Couy Griffin attends Otero County Commission meeting as a member of the public after his ouster
Board meets for the first time since historic court ruling; governor will appoint replacement
Couy Griffin speaks for three minutes during the public comment period of the Otero County Commission meeting on Thursday, Sept. 8, 2022. Griffin was booted from the board earlier in the week by court order due to his participation in the 2021 attack on the U.S. Capitol. (Screenshot via the Otero County Commission livestream)
The Otero County Commission met Thursday for the first time since former Commissioner Couy Griffin was removed from office by court order earlier this week because of his participation in the attack on the U.S. Capitol.
Griffin’s nameplate and chair were both absent from the dais as the two remaining commissioners called the regular meeting to order. Griffin, however, attended the meeting and even spoke during the public comment session.
Each speaker was given three minutes to address the commission, and Griffin used his time to discuss two items on the agenda — funding for a road and a contract extension for the county attorney. But Griffin also used the final minute of his allotted time to address his removal from office, telling those in attendance that his computer was seized by county officials before he was notified that District Court Judge Francis J. Mathew had ruled Griffin could no longer serve in his elected position — or any other for the rest of his life.
“This has been the hardest time of my life, not that I’m trying to get anybody’s sympathy.

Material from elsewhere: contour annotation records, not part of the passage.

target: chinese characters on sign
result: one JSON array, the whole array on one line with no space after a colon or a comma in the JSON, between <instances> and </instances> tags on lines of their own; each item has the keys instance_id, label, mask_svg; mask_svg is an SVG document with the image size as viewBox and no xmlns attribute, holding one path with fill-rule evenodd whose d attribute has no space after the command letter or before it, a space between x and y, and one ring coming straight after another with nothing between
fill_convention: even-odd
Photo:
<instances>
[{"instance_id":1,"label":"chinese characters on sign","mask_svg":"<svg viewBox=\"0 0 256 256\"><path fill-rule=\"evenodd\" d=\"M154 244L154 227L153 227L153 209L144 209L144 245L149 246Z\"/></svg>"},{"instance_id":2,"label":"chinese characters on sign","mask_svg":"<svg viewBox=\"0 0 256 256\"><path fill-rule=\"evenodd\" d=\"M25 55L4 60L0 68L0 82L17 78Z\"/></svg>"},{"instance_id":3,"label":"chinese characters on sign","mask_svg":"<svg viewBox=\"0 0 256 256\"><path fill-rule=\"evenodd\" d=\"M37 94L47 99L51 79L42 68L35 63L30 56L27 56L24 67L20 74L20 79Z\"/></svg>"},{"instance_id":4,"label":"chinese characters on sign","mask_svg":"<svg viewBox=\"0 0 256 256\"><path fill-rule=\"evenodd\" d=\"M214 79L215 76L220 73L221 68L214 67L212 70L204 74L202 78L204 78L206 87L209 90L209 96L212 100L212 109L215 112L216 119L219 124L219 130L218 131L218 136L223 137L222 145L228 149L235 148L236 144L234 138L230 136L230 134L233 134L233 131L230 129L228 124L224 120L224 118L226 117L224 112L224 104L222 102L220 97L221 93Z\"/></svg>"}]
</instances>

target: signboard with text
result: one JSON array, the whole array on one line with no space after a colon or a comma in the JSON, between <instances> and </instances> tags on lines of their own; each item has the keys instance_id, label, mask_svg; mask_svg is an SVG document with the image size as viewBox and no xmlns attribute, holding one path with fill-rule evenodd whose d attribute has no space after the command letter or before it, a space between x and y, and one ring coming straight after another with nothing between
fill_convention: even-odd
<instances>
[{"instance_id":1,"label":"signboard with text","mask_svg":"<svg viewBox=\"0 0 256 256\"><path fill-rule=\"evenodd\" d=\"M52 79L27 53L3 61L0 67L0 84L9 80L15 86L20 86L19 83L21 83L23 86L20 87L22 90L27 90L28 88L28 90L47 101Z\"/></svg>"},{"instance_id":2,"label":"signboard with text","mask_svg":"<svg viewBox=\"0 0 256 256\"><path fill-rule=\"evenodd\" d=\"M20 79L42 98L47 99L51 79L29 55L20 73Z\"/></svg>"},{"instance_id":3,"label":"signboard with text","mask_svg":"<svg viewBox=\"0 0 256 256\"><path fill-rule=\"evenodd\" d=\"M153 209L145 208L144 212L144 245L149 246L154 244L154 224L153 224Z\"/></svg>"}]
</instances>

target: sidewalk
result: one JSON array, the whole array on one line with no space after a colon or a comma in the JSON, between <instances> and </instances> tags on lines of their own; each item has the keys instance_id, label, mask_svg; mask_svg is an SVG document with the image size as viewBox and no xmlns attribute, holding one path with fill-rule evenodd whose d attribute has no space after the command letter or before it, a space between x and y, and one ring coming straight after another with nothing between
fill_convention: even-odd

But it’s been very difficult for me,” Griffin said. “I think that it’s just very difficult that I don’t have the respect of being able to be out by Friday without having the county sheriff or the sheriff’s department standing guard.”
In an interview Thursday, Griffin told Source New Mexico that he learned of the judge’s ruling during a phone call from the Otero County manager. That’s also when he learned he no longer had access to his county office, and that his county-issued computer had been removed from his office.
“That’s the thing that has hurt the most in this. I kind of was bracing myself because I figured that it was going to go this way,” Griffin said. “I’ve been in my office, cleaning my office out today with the undersheriff standing guard in the room. They won’t even give me a key to my office so I can get my stuff out without being surveilled by the sheriff’s department.”
Judge Mathew ruled Tuesday that Griffin was to be removed from his elected position and barred for life from holding any other elected federal and state positions.
The case against Griffin was initially filed in March by three New Mexico residents who argued Griffin should be removed from his elected position for violating the Constitution, specifically because of his participation in the Jan. 6, 2021 attack on the U.S. Capitol.
Griffin represented himself during a two-day bench trial last month in District Court in Santa Fe. In Tuesday’s decision, Judge Mathew ruled that Griffin had broken his oath to support the Constitution when he participated in the Jan. 6, 2021 attack in Washington, D.C., violating Section 3 of the 14th Amendment.
Griffin said he plans to appeal the ruling and that during the appeals process, he won’t be representing himself. Instead, he will be hiring “some great legal minds.”
The decision to represent himself during the bench trial was made, Griffin said, because he felt he’d provided the judge with strong evidence to have the case dismissed, and he never thought the case would go to trial. He also expressed frustration that a judge, and not Otero County voters, had the final say.
“The left is always crying about how our democracy is under attack. Well what bigger example is there whenever the courts remove a duly elected representative only to make way for the governor to hand select who she wants to represent the people?” Griffin said. “Now it’s no longer the people’s choice. It’s the governor’s choice.”
Nora Meyers Sackett, a spokesperson for Gov. Michelle Lujan Grisham, confirmed that the governor will fill the vacancy, adding that the governor accepts “applications from eligible residents” as possible replacements.
“Gov. Lujan Grisham knows that New Mexicans expect their elected officials to uphold our Constitution and rule of law,” Sackett said. “Protecting our democracy cannot be optional — the people of Otero County deserve elected officials committed to protecting and upholding our laws.”
And though he’s been removed from his seat on the county commission, Griffin showed that he won’t be silenced when it comes to county matters and is more than willing to address decisions made by his former colleagues as a private citizen. And being in the audience of Thursday’s meeting instead of being seated with the commissioners brought a specific feeling to his mind.
“Humility, brother,” he said with a chuckle. “It’s very humbling, and it’s very disappointing. … I know that sometimes you travel down a hard road to get to a better road, but God’s a gracious God, and I think he’s got me on that track.”